Set your goals high: MBET grad and serial entrepreneur shares advice with current class

Ray Reddy in the MBET class

Since Ray Reddy graduated from the Master of Business, Entrepreneurship and Technology (MBET) program in 2005, a lot has changed. He has built two startups from the ground up: his first startup, PushLife, was acquired by Google in 2011, and his second, Ritual, was recently named the Top Mobile App at the TechVibes Canadian Startup Awards. MBET has changed as well, expanding its faculty, moving across campus, and growing along with the thriving ecosystem of entrepreneurial support in Waterloo. 
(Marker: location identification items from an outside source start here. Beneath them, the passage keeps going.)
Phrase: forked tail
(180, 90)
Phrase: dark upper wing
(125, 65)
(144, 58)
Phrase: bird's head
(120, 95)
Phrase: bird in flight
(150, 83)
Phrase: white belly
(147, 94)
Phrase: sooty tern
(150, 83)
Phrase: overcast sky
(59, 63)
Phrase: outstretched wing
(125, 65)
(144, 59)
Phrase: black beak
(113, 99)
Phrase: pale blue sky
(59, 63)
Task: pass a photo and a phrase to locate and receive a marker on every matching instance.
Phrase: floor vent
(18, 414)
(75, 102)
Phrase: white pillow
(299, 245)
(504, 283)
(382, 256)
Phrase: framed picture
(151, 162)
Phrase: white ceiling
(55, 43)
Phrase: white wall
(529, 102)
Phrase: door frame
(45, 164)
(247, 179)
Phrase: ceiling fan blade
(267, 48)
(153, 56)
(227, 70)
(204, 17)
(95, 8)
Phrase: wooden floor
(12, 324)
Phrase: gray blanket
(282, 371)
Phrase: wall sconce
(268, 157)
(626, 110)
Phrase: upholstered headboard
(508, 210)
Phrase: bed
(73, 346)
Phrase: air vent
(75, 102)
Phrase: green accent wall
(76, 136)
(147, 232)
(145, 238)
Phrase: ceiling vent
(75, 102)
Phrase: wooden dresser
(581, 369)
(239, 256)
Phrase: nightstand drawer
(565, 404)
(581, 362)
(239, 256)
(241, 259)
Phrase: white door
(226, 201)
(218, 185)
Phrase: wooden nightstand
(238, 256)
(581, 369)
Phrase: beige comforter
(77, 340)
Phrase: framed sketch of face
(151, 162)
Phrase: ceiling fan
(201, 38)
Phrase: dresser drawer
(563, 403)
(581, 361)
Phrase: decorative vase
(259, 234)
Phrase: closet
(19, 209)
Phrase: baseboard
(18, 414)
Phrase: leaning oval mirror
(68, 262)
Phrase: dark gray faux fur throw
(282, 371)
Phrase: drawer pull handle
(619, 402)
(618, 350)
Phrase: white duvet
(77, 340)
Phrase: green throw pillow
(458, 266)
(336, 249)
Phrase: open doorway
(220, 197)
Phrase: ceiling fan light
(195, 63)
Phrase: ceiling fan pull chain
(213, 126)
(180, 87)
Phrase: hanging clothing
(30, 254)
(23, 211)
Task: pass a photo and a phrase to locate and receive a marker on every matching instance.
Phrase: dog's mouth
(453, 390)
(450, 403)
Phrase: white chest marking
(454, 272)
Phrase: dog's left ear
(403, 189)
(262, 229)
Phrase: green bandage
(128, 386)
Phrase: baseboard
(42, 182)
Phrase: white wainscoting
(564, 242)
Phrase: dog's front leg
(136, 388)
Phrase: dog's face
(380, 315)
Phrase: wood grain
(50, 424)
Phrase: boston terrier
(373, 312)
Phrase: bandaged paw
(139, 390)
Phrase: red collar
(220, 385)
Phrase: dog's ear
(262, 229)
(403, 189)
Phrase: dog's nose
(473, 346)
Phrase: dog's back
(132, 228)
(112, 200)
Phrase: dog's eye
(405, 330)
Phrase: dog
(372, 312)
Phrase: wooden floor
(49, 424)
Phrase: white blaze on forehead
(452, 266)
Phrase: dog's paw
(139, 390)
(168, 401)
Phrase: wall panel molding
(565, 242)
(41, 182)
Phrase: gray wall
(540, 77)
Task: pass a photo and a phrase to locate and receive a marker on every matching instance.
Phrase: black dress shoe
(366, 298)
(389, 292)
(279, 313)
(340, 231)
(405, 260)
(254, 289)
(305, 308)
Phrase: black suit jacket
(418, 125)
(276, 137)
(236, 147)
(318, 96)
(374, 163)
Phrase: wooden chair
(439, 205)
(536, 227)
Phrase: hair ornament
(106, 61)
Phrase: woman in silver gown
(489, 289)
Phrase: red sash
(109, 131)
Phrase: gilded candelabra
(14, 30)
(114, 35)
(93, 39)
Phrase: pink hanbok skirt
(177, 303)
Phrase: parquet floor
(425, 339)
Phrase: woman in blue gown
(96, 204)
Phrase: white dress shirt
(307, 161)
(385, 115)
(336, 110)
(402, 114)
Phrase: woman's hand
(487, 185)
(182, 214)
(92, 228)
What hasn't changed, though, is the energy inside the classroom: the curiosity students share about new technologies and their impact, their ambition to make new things happen, and their eagerness to learn from those who have experienced the entrepreneurial journey firsthand.

It's what drew Ray to MBET in the first place, after completing his undergraduate education in computer science at UWaterloo. In an interview with Now Magazine, he explained: 

Where MBET is different is in the people it attracts. You get to be in a class with other entrepreneurial-minded folks, and that makes a big difference.

It's also what drew him back to the MBET classroom last month to share expertise as an invited guest. In the informal Q&A session with students, Ray shared insights that he has developed from his experiences building two successful startups and leading teams at BlackBerry and Google. 

Some of his key takeaways: 

Your team is your single biggest asset

Ideas change, but the founding team is the bedrock upon which any successful startup is built. The ideal founding team has the skills to execute on the businesses' key activities themselves. In a tech startup, this means you need one technical person who can build the product, and one person who can tell the story, and a third person who can act as a jack of all trades. 

Set your goals high

It is just as hard to build a medium-sized company as it is to build a large company; both are really hard. But investors and team members are attracted to companies that aim to do something big.

Learn to listen to your own opinions

In the world of tech, there are a lot of trends, opinions, and distractions. To separate signal from noise, you have to get in the habit of forming your own opinion. When you read an article, opinion piece, or news—take a moment to ask yourself, "do I agree with this?" (Try it right now!) This practice will help you develop your critical eye and ultimately make better decisions as an entrepreneur.